Undeniably McClendon helped to transform the energy industry. He also broke the rules and took enormous risks. His company’s share price crashed during the financial crisis, and he was forced to sell his shares because of margin calls. He had personally borrowed more than $1bn against his 6% holding to buy stakes of up to 2.5% in the wells Chesapeake drilled. After a corporate governance scandal at the company in 2013, he was forced out.
He immediately started a new business called American Energy Partners, and raised $10bn to keep drilling. But the collapse of the oil price in 2014 was a hammer blow, and last year he was no longer in charge of this business either. Then the US anti-trust authorities filed criminal charges against him on March 1, the day before he died in a car crash. They alleged he had colluded with rivals in rigging bids for oil leases. His death is unexplained — some suggest it may have been suicide.
The rise and fall of McClendon reminds me of a tragic fable about a wildly ambitious hero who never knew when to stop. Yet his life trajectory echoes that of other great innovators who overreached themselves and fell from grace. Harry Selfridge was one of Britain’s greatest retailers. He pioneered the idea of shopping as theatre and is credited with inventing the phrase “the customer is always right”. At 50, flush with cash from selling his Chicago department store, he arrived in London and bought a prime site in Oxford Street. His shopping palace opened in 1909.
Selfridges was the first store to have restaurants and a hairdresser, and cosmetics displayed at the front of the shop. His ideas were revolutionary and very successful. He continued to push boundaries and in 1925 held the first public demonstration of the television. But while he was a retailing genius, he was also addicted to fast women.
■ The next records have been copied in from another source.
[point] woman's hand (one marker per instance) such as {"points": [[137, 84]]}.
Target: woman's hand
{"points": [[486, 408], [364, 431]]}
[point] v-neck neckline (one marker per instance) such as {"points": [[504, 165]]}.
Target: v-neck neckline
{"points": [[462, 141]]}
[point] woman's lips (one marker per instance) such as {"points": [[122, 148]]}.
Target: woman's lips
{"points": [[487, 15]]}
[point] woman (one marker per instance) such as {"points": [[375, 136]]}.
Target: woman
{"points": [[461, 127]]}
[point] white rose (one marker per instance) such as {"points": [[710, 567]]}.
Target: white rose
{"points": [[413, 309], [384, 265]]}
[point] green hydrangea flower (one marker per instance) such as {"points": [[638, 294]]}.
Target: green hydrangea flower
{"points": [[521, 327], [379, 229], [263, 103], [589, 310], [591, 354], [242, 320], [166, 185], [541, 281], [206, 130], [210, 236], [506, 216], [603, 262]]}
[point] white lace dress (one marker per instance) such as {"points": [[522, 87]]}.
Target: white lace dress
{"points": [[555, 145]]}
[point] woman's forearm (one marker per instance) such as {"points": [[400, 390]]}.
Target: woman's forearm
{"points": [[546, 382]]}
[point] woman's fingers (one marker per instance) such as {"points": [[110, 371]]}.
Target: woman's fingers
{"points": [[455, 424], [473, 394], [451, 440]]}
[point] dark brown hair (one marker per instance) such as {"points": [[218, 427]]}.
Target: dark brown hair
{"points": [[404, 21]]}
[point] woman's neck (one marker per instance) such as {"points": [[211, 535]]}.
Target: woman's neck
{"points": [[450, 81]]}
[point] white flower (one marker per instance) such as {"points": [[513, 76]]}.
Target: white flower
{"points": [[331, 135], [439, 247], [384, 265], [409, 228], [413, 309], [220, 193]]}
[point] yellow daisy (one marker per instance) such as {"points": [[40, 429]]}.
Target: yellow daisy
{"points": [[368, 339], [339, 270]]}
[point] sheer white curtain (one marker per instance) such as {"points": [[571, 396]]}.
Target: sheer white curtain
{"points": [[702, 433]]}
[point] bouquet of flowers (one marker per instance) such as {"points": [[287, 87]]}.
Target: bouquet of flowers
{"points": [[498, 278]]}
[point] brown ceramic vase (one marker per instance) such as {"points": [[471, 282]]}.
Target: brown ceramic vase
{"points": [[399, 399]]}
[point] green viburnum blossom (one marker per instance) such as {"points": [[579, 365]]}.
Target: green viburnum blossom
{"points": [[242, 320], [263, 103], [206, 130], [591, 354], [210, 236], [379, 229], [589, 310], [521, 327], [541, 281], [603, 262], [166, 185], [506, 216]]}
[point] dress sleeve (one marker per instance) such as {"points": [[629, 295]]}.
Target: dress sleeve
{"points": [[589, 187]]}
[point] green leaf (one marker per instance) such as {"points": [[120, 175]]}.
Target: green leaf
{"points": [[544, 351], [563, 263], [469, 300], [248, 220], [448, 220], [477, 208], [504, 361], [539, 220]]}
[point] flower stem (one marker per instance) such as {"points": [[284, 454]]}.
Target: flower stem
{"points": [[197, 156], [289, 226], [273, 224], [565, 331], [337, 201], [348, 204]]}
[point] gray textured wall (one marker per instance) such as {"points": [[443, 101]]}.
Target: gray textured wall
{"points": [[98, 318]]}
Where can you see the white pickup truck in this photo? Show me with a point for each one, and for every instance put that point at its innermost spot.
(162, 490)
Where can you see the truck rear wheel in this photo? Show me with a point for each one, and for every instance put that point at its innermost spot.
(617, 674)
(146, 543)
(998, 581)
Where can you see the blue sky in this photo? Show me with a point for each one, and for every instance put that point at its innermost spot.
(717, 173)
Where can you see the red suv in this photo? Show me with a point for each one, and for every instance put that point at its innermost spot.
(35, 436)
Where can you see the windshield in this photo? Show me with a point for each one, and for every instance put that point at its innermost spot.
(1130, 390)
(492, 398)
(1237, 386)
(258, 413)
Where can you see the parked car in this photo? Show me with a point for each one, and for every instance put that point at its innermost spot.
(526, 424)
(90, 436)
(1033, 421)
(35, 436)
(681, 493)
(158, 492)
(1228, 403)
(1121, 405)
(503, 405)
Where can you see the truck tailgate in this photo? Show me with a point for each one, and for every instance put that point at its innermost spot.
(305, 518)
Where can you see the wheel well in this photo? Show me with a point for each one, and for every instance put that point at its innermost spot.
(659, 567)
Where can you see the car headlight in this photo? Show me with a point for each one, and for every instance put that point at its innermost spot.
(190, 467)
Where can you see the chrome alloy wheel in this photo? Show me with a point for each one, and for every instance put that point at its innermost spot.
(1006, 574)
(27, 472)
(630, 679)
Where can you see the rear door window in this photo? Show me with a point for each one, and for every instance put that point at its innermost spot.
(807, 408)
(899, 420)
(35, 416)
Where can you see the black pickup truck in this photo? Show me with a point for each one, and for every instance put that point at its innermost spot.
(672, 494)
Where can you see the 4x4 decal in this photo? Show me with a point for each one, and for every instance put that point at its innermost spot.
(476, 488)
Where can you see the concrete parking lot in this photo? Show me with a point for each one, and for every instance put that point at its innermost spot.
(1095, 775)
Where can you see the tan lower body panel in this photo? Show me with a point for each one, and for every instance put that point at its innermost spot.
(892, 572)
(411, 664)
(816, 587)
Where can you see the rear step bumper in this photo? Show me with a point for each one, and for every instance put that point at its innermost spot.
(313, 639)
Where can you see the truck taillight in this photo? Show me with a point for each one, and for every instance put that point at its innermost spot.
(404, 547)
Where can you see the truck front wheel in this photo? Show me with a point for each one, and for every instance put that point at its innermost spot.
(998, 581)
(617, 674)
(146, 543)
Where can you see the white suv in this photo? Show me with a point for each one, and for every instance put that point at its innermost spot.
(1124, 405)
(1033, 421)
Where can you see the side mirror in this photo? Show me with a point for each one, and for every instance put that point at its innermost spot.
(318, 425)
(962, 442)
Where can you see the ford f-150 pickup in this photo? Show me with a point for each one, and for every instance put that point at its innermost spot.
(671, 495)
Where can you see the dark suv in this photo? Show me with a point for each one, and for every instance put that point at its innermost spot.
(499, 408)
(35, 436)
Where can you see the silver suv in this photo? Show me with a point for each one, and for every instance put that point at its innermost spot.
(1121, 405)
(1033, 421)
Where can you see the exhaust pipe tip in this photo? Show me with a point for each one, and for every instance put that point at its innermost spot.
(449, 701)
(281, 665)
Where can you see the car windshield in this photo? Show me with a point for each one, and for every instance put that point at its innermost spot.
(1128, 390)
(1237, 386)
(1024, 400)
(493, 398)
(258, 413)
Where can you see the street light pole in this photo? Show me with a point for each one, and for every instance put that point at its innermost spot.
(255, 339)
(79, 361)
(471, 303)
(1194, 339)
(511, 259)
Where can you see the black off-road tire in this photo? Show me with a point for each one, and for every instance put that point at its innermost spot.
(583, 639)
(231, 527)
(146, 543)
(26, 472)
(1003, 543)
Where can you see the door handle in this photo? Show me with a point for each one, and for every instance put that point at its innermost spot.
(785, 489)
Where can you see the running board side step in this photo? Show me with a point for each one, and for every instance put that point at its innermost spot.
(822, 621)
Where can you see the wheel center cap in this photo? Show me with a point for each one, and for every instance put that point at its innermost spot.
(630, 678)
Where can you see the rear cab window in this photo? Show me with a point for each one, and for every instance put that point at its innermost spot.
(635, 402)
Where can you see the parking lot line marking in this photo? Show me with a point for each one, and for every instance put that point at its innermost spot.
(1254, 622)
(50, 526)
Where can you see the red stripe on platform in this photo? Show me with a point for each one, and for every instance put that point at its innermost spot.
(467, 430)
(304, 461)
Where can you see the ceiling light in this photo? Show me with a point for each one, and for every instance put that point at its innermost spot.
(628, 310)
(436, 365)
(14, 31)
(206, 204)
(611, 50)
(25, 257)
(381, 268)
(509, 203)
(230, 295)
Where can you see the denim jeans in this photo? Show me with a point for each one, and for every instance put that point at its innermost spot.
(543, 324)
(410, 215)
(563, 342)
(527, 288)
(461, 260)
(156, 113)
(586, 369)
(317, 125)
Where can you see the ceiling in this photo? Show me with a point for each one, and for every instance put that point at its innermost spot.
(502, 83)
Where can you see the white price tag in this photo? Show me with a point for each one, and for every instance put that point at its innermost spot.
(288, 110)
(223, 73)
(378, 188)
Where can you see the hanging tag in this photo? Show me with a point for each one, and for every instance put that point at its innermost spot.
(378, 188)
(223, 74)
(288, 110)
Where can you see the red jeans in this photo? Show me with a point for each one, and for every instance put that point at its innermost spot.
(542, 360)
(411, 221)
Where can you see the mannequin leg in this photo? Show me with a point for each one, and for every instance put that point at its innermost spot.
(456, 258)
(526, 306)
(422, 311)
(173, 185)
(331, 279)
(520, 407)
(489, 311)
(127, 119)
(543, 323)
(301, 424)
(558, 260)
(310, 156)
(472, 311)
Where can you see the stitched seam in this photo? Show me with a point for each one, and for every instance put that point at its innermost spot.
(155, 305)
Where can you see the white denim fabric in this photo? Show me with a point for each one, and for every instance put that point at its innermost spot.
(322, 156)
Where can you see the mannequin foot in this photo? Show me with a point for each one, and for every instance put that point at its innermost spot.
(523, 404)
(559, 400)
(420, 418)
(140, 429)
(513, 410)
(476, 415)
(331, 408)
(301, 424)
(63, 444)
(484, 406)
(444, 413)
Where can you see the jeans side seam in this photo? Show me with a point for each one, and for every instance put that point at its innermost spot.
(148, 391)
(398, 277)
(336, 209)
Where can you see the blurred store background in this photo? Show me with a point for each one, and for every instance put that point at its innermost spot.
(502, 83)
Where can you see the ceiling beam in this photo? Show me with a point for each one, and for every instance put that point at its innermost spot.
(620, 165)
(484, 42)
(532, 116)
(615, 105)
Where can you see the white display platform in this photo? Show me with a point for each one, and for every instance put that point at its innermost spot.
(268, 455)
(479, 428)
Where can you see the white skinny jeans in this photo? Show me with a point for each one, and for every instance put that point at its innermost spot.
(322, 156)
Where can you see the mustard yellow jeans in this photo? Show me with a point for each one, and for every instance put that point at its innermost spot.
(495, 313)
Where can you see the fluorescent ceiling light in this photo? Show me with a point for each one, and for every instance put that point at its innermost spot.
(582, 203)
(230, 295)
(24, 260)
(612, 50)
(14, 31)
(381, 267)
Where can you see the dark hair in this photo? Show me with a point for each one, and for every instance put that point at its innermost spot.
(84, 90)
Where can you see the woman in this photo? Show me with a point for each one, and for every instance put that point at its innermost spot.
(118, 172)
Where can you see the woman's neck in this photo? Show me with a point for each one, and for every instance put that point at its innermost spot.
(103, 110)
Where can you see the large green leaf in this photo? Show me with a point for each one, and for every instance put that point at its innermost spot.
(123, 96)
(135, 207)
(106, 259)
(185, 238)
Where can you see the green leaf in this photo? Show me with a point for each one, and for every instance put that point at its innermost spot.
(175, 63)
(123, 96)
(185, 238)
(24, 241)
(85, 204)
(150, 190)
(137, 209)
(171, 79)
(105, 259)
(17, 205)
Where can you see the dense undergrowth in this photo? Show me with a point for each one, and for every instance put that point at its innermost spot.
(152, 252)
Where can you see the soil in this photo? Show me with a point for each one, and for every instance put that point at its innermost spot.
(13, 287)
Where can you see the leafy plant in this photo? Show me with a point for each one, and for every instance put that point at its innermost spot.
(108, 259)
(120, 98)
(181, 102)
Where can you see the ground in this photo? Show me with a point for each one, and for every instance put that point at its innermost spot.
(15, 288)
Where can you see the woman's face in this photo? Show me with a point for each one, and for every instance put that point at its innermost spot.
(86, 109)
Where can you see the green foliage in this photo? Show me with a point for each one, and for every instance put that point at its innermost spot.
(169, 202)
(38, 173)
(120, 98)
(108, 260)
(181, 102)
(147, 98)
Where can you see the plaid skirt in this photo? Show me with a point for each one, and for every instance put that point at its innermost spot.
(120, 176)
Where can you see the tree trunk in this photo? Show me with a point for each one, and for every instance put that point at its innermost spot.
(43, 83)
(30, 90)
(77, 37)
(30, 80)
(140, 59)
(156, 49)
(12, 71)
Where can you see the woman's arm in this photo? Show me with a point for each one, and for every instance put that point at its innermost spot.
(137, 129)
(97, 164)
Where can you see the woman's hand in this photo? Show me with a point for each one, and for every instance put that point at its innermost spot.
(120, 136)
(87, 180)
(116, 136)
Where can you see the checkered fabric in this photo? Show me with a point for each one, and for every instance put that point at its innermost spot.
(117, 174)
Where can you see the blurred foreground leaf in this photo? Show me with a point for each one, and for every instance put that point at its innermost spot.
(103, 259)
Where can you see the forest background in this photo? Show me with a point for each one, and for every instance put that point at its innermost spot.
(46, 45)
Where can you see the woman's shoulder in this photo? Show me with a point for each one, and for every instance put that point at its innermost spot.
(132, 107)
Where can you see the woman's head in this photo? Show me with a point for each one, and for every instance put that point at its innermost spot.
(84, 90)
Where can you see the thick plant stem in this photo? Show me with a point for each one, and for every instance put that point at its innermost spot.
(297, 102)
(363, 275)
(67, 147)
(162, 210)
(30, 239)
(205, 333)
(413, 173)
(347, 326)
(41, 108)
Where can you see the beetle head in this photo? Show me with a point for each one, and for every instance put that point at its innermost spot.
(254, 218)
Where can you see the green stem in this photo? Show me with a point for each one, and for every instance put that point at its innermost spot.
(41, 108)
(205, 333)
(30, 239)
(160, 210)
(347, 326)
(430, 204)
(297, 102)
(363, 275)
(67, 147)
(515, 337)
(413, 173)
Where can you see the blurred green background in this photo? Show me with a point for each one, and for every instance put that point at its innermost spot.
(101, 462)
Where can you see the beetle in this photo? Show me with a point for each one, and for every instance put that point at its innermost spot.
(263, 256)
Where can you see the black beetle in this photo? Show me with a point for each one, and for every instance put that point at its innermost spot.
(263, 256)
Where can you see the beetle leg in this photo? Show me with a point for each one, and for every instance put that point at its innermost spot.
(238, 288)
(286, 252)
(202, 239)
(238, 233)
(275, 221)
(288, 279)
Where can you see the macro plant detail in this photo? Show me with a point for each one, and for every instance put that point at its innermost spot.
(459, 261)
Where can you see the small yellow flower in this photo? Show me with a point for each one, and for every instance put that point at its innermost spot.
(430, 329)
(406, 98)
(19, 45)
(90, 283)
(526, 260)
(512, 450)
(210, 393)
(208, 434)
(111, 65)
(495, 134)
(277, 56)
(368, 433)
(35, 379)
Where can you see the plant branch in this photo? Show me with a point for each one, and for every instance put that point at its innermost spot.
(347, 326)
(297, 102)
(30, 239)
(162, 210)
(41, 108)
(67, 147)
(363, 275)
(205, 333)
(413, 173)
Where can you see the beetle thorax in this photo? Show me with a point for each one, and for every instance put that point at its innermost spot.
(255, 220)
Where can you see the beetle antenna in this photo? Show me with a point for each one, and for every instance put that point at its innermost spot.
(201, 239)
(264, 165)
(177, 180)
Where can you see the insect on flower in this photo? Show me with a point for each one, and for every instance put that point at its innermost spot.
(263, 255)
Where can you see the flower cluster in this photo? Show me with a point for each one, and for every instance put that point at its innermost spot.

Despite being married, he had numerous affairs and spoilt his lovers in a madly generous fashion.
Late in life he became transfixed by Jenny Dolly, a dancer. He was 69 and she was 33. He squandered a fortune on pursuing her, paying her gambling debts and buying her a chateau and jewels. In 1939 he was ousted from Selfridges by the board — he owed the company and the Inland Revenue vast sums. He died penniless in a rented flat in 1947, but his creation lives on to this day.
Another figure who bet big and lost — but changed London profoundly — was Paul Reichmann, the Canadian property developer behind Canary Wharf.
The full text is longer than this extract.